En Rosario y Medellín ya se ensayan modelos similares: veredas caminables, huertas vecinales, viviendas intergeneracionales. En Barcelona, el Ayuntamiento financia cafés de barrio para mayores que viven solos.
Mientras tanto, en nuestras ciudades, la soledad y el estrés son epidemias silenciosas. Tal vez no nos falte colágeno, sino sobremesa.

La desigualdad emocional del envejecimiento
Las estadísticas muestran que las mujeres viven más, pero en peores condiciones económicas y emocionales. En América Latina, el 60 % de las personas mayores que viven solas son mujeres.
La OMS calcula que la soledad no deseada incrementa el riesgo de muerte prematura en un 30%.
En Call Me by Your Name, el padre le dice a su hijo: “Nos quedamos tan poco tiempo con las cosas buenas que deberíamos ser más generosos”. Es un consejo sobre el amor, pero también sobre la vida: aprender a cuidar lo que el tiempo nos deja.
El filósofo Byung-Chul Han lo llama el impuesto de la sociedad del rendimiento. Envejecer, hoy, es un acto de resistencia emocional.

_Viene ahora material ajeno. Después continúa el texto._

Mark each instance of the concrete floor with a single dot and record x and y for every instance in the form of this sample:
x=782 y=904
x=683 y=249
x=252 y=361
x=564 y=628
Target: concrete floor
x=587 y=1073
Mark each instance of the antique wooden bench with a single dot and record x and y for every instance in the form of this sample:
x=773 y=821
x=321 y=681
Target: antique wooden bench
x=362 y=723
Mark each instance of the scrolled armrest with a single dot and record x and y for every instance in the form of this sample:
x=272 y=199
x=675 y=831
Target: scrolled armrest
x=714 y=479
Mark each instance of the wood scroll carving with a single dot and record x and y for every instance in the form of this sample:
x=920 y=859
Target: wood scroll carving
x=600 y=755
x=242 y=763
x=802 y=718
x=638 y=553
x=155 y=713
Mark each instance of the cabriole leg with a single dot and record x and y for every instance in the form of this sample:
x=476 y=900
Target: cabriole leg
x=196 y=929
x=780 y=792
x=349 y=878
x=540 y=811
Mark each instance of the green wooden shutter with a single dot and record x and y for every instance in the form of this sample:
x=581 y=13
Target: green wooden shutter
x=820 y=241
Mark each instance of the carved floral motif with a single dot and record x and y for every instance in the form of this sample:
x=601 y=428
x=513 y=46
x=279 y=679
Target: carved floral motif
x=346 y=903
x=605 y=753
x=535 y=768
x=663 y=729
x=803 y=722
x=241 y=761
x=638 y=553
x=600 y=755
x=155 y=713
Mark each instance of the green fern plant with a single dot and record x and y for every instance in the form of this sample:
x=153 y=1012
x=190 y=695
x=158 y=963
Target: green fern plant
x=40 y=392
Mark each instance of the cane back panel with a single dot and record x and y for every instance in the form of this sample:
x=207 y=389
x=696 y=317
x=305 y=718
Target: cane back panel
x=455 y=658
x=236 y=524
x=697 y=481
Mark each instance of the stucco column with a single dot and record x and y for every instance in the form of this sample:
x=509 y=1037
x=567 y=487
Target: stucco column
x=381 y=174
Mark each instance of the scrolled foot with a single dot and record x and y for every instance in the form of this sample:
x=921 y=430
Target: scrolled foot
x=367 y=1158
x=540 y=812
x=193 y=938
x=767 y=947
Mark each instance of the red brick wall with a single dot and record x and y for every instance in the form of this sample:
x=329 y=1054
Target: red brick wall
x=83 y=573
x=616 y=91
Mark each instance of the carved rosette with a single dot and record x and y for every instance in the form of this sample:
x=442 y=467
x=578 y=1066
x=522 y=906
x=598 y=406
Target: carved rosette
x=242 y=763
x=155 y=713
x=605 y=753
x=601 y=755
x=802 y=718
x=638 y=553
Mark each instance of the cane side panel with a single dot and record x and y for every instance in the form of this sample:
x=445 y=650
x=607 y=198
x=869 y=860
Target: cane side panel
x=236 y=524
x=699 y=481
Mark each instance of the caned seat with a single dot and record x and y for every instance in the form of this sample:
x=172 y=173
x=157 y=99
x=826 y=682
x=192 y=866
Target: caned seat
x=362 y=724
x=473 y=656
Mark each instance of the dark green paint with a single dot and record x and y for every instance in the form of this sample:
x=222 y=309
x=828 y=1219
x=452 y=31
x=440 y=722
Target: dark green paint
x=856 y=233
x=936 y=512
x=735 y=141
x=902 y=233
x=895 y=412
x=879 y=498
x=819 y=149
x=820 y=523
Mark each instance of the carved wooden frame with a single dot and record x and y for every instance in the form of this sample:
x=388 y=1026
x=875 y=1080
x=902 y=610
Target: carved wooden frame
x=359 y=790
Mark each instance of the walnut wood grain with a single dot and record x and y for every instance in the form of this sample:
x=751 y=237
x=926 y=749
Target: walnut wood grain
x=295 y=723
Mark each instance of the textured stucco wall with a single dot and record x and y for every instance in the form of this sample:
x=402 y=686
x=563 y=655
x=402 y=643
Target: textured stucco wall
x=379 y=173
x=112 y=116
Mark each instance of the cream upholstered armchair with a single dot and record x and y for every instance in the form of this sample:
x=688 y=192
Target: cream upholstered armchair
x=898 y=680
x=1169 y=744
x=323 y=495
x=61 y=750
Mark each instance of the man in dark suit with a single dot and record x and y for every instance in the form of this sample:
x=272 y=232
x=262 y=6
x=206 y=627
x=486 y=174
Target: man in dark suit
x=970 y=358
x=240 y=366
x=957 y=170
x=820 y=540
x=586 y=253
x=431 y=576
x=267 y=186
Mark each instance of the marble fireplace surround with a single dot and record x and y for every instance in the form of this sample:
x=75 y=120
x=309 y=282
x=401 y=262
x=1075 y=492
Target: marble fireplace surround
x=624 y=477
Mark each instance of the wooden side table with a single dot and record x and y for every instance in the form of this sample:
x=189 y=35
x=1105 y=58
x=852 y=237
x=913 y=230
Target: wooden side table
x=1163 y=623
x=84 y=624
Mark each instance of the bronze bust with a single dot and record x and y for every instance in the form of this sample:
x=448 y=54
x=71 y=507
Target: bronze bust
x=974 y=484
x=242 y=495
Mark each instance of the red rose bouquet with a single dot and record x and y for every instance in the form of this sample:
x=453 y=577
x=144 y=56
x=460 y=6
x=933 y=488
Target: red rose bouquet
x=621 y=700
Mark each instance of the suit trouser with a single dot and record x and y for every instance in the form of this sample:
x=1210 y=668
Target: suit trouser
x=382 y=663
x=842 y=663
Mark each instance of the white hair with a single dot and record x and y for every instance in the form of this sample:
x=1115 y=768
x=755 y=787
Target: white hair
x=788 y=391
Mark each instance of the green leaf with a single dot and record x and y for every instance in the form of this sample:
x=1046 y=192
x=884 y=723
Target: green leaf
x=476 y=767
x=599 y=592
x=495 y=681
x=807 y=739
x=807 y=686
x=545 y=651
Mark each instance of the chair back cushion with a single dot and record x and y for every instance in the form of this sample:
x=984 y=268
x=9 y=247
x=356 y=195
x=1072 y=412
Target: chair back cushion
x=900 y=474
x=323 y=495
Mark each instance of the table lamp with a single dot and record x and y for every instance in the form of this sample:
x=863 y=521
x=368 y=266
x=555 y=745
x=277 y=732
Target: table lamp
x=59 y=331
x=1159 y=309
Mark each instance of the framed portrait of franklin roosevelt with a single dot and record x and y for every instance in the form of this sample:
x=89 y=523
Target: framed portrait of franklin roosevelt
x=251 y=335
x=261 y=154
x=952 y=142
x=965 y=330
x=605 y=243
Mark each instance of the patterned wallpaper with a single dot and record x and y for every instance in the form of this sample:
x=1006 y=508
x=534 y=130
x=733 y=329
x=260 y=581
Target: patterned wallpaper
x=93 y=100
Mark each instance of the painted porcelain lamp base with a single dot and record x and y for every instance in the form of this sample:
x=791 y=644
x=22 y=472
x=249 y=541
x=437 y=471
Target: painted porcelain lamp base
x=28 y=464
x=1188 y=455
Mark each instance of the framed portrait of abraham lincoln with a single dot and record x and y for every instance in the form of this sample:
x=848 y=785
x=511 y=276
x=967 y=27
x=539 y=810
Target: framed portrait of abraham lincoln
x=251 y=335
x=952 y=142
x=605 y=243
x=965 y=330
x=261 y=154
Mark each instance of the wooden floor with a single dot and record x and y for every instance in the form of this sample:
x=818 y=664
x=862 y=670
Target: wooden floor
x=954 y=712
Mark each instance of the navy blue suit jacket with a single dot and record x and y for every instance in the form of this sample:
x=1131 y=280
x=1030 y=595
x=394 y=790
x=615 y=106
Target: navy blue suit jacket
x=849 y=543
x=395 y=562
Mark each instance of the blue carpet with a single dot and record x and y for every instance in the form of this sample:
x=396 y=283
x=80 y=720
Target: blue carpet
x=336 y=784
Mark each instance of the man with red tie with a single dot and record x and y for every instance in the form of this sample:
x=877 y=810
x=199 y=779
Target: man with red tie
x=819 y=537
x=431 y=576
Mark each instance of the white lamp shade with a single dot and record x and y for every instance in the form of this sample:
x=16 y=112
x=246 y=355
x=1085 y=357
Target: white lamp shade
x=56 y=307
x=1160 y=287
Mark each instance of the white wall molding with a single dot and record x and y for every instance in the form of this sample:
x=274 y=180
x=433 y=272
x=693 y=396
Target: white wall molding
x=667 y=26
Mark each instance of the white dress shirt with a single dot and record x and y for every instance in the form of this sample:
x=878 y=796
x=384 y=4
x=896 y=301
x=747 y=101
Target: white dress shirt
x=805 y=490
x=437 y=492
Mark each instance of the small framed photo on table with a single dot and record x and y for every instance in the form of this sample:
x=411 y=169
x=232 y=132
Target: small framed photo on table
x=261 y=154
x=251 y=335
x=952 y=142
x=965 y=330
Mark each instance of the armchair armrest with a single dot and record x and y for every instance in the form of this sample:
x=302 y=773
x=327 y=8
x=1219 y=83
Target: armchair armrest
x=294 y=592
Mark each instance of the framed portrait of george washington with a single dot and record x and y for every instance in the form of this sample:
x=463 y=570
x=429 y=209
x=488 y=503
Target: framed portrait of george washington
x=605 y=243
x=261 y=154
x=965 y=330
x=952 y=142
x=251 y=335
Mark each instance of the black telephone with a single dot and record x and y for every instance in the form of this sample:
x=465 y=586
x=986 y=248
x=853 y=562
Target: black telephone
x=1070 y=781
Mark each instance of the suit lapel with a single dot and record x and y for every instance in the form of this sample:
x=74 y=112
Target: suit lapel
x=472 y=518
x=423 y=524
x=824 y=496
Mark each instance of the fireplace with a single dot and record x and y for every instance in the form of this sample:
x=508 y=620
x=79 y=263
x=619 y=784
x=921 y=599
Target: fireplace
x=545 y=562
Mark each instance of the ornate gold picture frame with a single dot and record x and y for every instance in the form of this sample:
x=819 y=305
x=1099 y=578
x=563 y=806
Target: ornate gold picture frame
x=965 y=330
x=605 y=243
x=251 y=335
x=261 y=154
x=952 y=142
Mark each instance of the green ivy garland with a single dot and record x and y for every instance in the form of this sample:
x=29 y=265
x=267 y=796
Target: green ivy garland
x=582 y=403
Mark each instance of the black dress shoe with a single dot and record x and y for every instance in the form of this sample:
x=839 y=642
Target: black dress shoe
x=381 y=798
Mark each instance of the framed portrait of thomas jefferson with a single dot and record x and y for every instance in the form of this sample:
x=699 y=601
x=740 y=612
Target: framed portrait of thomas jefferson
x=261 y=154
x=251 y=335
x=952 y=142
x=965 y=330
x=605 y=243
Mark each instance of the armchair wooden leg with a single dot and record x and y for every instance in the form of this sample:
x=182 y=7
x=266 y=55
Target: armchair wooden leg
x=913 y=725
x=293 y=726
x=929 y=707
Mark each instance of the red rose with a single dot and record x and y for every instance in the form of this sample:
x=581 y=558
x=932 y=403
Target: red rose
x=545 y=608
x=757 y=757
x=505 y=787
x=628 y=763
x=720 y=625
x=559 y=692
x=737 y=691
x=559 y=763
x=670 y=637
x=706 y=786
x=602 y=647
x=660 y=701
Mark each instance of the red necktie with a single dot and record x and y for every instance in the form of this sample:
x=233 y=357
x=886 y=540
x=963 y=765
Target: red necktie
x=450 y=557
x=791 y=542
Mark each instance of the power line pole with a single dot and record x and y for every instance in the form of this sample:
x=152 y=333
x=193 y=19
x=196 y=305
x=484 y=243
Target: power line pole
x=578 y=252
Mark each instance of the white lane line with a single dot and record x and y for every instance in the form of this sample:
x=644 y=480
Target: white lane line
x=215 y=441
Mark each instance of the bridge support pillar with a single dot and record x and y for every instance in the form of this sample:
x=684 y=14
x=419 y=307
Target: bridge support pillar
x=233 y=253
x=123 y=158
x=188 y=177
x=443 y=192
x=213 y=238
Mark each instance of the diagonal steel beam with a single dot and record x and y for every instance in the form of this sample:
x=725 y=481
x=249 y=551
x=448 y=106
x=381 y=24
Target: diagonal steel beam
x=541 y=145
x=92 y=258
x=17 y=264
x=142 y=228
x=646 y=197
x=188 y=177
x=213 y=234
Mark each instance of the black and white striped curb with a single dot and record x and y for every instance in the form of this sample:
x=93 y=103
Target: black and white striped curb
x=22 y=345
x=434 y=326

En Suecia, el sistema de salud comenzó a prescribir viajes y encuentros como parte del tratamiento de enfermedades crónicas. Europa se pregunta si la compañía no será el mejor antidepresivo del futuro.
Si la soledad enferma, la comunidad debería recetarse.

El tiempo como forma de poder
El epidemiólogo británico Michael Marmot demostró que por cada peldaño que se sube en la escala social se ganan dos años de vida saludable.
Vivir sin límite, como envejecer sin sentido, puede ser otra forma de vacío.
El problema no es cuánto dura la vida, sino quién puede elegir cómo vivirla.
El tiempo libre también es una forma de riqueza.
Democratizar el tiempo
La CEPAL advierte que la región envejece rápido y desigual: quince años de diferencia separan a quienes viven con bienestar de quienes apenas llegan.
La ONU propone diseñar ciudades amigables con las personas mayores: veredas seguras, plazas accesibles, transporte público pensado para todos.
“Cada dólar invertido en prevención ahorra siete en dependencia”, recuerdan sus informes. No se trata solo de agregar años a la vida, sino de agregar vida a los años.
Si la longevidad se convierte en un privilegio, el futuro será un lujo para pocos.